Re: What is MD5 Hashing and Why is it Important?
by thraxil (Prior) on Feb 15, 2002 at 16:04 UTC
|
MD5 (message digest algorithm) or other hashes are one way functions that produce a "fingerprint". essentially, they map something with a lot of bits down to just a few bits (128 in the case of MD5) in such a way that collisions are as rare as possible.
this is useful because you can compare and store these small hashes much more easily than the entire original sequences. in cryptography, one-way hashes are used to verify something without necessarily giving away the original information. eg, unix stores hashes of passwords instead of the passwords themselves. when a user enters their password, the system computes the hash of it and compares it to the hashes listed in /etc/passwd. since you can't run the hash function in reverse, the system knows that the password you entered is the right one. the crypt that unix uses doesn't really reduce the size but is a similar idea. hashes and digests like MD5 are an integral part of digital signatures.
MD5 is just one of many hashing algorithms. it was developed by Ronald Rivest (the R in RSA) in 1991. it's an updated version of MD4. there's also SHA-1 (Secure Hash Algorithm), developed by NIST in conjunction with the NSA and produces 160 bit digest. it's more collision resistant than MD5 and is the most commonly used hash for cryptographic purposes these days. there are others, but these are the important ones.
anders pearson
| [reply] |
|
|
If I recall correctly a well designed hashing algorithm should cause approximately 50% of it bits to change when 1 bit of its input is different.

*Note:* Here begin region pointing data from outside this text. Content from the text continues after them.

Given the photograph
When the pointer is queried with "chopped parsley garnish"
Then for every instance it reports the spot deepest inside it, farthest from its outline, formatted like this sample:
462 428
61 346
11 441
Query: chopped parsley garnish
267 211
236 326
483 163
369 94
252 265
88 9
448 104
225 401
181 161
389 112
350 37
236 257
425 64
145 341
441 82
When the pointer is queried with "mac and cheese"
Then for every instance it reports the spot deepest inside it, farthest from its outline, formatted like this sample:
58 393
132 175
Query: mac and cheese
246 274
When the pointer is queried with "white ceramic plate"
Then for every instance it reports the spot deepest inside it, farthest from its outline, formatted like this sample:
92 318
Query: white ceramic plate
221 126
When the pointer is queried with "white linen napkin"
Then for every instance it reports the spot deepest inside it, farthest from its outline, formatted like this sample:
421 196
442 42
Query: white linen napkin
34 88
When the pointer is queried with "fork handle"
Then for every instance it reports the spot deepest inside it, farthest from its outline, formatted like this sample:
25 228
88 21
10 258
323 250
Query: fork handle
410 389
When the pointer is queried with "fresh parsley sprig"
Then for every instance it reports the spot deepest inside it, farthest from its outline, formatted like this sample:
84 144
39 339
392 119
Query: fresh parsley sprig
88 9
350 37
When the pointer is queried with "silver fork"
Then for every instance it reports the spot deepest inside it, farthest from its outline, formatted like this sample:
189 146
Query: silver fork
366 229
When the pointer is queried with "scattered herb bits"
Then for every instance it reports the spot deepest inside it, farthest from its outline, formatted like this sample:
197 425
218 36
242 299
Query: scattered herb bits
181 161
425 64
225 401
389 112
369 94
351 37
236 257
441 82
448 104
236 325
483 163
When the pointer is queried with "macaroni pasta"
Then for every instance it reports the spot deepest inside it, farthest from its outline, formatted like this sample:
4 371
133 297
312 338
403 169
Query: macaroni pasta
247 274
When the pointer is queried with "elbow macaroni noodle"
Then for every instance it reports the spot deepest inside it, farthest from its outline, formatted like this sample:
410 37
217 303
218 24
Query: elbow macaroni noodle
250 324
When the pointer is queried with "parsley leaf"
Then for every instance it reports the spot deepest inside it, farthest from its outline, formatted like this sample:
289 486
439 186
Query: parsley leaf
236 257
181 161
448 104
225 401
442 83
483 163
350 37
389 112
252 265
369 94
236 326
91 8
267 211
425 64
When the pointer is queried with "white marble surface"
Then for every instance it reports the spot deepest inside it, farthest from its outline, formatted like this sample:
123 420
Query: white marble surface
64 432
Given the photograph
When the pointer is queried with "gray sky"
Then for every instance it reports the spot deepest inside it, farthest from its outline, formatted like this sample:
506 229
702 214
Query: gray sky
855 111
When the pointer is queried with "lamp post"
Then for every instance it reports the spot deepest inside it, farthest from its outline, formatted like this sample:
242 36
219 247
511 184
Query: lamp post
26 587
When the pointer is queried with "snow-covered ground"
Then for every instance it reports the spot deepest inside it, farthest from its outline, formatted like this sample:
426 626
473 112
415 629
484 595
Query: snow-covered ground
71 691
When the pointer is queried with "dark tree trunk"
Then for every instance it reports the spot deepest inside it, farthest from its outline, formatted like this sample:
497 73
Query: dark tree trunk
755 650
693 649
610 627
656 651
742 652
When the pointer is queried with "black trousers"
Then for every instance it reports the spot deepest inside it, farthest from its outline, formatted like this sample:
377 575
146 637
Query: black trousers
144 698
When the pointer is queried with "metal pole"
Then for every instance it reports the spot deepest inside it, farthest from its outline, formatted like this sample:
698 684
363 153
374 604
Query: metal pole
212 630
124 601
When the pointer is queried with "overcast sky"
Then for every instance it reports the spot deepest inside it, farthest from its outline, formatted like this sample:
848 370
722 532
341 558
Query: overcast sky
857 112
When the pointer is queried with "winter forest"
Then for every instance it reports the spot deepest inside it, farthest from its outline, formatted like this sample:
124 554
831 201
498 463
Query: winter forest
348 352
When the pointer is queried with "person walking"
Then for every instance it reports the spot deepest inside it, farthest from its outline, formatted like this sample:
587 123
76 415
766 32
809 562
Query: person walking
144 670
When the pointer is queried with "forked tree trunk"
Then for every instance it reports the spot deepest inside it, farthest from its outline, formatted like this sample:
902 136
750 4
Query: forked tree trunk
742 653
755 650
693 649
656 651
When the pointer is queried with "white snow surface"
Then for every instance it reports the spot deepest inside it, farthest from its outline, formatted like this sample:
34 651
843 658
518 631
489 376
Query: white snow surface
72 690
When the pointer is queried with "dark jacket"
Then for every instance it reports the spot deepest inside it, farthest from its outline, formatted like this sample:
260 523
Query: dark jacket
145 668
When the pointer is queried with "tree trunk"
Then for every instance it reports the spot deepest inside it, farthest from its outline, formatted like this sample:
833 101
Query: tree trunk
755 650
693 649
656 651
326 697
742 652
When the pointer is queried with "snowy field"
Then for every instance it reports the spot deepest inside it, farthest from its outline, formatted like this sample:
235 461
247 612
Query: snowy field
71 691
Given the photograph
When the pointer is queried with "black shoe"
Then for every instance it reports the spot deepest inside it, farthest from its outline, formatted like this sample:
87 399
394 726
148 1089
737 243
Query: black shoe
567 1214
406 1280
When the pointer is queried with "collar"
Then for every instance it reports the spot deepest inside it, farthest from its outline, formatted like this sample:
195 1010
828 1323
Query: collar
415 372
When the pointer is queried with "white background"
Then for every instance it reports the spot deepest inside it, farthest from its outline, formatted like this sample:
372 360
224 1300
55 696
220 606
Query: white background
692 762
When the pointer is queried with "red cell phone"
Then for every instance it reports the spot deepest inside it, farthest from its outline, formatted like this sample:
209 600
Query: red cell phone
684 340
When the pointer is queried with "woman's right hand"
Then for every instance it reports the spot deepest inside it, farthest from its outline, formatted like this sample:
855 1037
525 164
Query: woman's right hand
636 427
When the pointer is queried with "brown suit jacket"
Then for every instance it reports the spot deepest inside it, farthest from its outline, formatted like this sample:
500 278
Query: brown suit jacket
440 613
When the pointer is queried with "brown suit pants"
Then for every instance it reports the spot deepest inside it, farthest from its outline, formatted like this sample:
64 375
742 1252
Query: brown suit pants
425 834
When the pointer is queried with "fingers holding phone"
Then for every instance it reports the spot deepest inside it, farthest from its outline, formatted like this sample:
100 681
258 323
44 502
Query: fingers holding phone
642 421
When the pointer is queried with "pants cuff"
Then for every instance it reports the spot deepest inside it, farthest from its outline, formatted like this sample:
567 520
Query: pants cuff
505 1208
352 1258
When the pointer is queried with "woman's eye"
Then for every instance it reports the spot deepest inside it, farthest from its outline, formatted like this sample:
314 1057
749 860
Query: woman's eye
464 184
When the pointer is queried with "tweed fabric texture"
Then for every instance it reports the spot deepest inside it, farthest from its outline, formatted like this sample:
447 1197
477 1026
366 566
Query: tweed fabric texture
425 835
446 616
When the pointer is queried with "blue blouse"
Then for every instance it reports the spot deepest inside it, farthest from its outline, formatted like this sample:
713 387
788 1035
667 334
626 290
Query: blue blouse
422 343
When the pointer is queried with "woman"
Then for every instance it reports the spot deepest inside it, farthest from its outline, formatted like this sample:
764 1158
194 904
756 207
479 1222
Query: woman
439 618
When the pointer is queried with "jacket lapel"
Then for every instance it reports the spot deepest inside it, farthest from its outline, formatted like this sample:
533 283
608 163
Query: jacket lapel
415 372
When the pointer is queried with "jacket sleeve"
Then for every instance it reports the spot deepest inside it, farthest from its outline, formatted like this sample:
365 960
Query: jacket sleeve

But perhaps you can tell me, if SHA1 has less collisions than MD5 why do I see MD5 used more often than SHA1? (In non cryptographic areas anyway) Is MD5 more efficient to generate?
Yves / DeMerphq
--
When to use Prototypes?
| [reply] |
|
|
Part of the reason why MD5 is still around is because it's so common. It does have a greater collission risk than SHA1 and this makes it more vulnerable (I'll explain below). However, it is quicker to generate an MD5 digest than SHA1. If you're forced to generate many digests, you'll prefer MD5.
The reason why these hashing algorithms are so slow is because they were designed to be slow. Consider what happens when a cracker gets your /etc/passwd file (assuming you don't use /etc/shadow). Each entry will have the password hashed and that will resemble the following:
$1$1PUXLuZE$P.LfclRO9SKqTf2BQK.yD1
The 1PUXLuZE is the salt. With a crack program, you use the salt with a list of likely passwords to try to recreate LfclRO9SKqTf2BQK.yD1. If you do, you have the password. If there is a collission (more than one password will generate that string), then security is tremendously weakened.
Now, if most users have a password like F&832*,--?, those probably aren't going to get cracker. However, someone is going to violate your password policy and fail to understand how p4$$w0rd1 was cracked. If the cracker is running crack, though, they could easily run the program for a week before getting to the insecure password. But, if you have collissions, this time could be reduced significantly. SHA1 avoids this vulnerability and also takes longer to compute.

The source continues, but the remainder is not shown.